Sinkhorn-CPD: Robust point cloud registration via unbalanced entropic optimal transport

2026-06-15Computer Vision and Pattern Recognition

Computer Vision and Pattern Recognition
AI summary

The authors identify a problem in a popular method called Coherent Point Drift (CPD) for matching 3D points, which struggles when there are many outliers or partial matches. They propose a new method, Sinkhorn-CPD, that uses a technique from optimal transport theory to better ignore unmatched points on both sides. Their approach keeps the efficient updates of CPD but improves robustness without needing manual tuning. Tests show their method works well across different scenarios with noisy or incomplete data.

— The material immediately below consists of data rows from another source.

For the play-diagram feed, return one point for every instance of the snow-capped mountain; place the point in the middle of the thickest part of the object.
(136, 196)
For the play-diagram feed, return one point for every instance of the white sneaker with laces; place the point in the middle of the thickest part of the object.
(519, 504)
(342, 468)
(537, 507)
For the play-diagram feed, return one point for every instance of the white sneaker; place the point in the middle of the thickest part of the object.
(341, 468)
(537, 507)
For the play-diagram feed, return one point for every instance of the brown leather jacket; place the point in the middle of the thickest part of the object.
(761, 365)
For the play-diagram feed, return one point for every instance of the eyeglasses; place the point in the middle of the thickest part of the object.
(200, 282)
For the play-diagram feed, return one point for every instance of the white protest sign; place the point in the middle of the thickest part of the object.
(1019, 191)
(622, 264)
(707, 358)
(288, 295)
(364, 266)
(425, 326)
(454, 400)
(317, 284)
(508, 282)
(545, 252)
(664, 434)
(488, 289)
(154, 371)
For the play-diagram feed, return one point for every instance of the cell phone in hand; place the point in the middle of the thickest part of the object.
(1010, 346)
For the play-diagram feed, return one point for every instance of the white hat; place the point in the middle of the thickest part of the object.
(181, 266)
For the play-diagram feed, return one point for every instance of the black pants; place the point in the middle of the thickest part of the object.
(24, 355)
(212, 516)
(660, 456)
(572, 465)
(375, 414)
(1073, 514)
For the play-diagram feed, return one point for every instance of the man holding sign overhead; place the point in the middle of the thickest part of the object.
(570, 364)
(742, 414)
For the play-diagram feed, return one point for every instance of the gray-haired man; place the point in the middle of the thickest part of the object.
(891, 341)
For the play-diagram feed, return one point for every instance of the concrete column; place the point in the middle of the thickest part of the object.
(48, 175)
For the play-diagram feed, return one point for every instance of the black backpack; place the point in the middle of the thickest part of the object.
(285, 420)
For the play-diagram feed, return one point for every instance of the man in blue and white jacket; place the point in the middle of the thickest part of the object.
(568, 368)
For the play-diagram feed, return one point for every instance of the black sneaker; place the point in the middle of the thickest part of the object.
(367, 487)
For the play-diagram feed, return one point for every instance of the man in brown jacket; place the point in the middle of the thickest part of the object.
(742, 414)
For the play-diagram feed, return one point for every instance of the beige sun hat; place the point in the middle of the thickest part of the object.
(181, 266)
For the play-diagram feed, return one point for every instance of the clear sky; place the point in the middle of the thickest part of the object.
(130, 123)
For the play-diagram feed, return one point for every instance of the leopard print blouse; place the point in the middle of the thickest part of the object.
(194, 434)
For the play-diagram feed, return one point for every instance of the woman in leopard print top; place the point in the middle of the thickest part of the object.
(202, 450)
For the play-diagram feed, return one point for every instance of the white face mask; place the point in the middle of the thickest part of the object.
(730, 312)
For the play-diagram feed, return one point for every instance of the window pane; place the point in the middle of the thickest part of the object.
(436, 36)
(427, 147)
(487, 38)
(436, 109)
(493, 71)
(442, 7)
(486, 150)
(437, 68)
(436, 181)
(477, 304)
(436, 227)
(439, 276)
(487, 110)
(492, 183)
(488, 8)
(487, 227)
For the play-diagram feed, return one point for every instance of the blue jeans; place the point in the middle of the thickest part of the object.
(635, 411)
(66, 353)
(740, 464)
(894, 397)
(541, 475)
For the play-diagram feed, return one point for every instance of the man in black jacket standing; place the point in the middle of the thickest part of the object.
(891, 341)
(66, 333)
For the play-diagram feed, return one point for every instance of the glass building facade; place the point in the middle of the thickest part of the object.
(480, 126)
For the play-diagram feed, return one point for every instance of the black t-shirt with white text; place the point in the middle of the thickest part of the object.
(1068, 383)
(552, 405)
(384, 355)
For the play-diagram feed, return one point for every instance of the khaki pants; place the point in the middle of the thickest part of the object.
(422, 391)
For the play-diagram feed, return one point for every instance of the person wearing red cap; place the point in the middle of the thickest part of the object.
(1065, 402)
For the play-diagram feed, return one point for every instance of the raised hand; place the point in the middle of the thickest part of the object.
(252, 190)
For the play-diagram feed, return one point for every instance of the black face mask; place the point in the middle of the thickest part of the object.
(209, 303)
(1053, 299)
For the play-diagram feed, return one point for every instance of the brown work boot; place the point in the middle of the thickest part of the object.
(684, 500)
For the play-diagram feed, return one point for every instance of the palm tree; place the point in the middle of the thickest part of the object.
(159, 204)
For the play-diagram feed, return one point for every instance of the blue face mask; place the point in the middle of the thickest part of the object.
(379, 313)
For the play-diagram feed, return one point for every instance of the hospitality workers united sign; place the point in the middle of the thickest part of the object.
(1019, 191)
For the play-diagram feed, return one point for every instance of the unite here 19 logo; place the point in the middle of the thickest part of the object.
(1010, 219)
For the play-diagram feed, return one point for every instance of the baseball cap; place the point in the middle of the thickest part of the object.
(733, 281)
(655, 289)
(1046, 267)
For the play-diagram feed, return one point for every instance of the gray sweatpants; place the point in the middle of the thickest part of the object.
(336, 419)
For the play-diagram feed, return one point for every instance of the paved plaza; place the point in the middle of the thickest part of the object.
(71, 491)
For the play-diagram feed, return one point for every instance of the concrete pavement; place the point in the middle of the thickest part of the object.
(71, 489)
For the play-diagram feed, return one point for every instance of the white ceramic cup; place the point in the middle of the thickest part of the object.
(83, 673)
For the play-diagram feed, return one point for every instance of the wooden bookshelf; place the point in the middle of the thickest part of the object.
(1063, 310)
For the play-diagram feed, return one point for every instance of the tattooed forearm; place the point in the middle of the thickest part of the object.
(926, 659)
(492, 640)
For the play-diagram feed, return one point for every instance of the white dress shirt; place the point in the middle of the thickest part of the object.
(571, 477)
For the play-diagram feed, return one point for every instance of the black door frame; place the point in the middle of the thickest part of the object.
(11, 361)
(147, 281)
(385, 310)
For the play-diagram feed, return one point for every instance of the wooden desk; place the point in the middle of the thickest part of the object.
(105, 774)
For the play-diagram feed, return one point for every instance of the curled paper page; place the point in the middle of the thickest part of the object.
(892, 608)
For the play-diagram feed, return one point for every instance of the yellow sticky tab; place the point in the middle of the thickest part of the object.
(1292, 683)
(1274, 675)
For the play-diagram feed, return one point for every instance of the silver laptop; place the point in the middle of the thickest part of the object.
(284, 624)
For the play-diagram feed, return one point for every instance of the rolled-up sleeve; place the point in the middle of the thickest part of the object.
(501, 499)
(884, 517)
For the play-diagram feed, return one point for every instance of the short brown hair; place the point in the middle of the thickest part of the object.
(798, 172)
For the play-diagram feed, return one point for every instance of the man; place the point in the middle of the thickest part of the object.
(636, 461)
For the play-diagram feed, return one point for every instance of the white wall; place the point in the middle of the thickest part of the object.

Coherent Point Driftpoint cloud registrationoptimal transportunbalanced optimal transportSinkhorn iterationsKullback-Leibler divergenceProcrustes analysisentropic regularizationannealing scheduleoutliers
Authors
Jin Zhang, Mingyang Zhao, Bing Liu, Xin Jiang
Abstract
Coherent Point Drift (CPD) is widely used for rigid point cloud registration because of its soft correspondences and closed-form parameter updates. However, CPD's target-side marginal constraint forces every observation, including outliers, to receive exactly unit probability mass. This assumption degrades registration accuracy under heavy outliers and partial overlap. Optimal transport (OT) methods can handle missing mass through unbalanced formulations, but require hand-tuned annealing schedules. In this paper, we propose Sinkhorn-CPD, which replaces CPD's target-side marginal constraint with dual Kullback-Leibler penalties, allowing the algorithm to discard outliers on both sides. The resulting formulation is a fully unbalanced entropic optimal transport problem, which can be efficiently solved by generalized Sinkhorn iterations. Moreover, Sinkhorn-CPD preserves the closed-form Procrustes and variance updates of CPD. In our method, the variance sigma^2 plays the role of the entropic regularization parameter, which induces an automatic annealing schedule from diffuse to sharp correspondences without manual temperature tuning. Experiments on synthetic, cross-category, and scan-to-CAD benchmarks show that Sinkhorn-CPD achieves state-of-the-art accuracy, with strong robustness to outliers and partial overlap.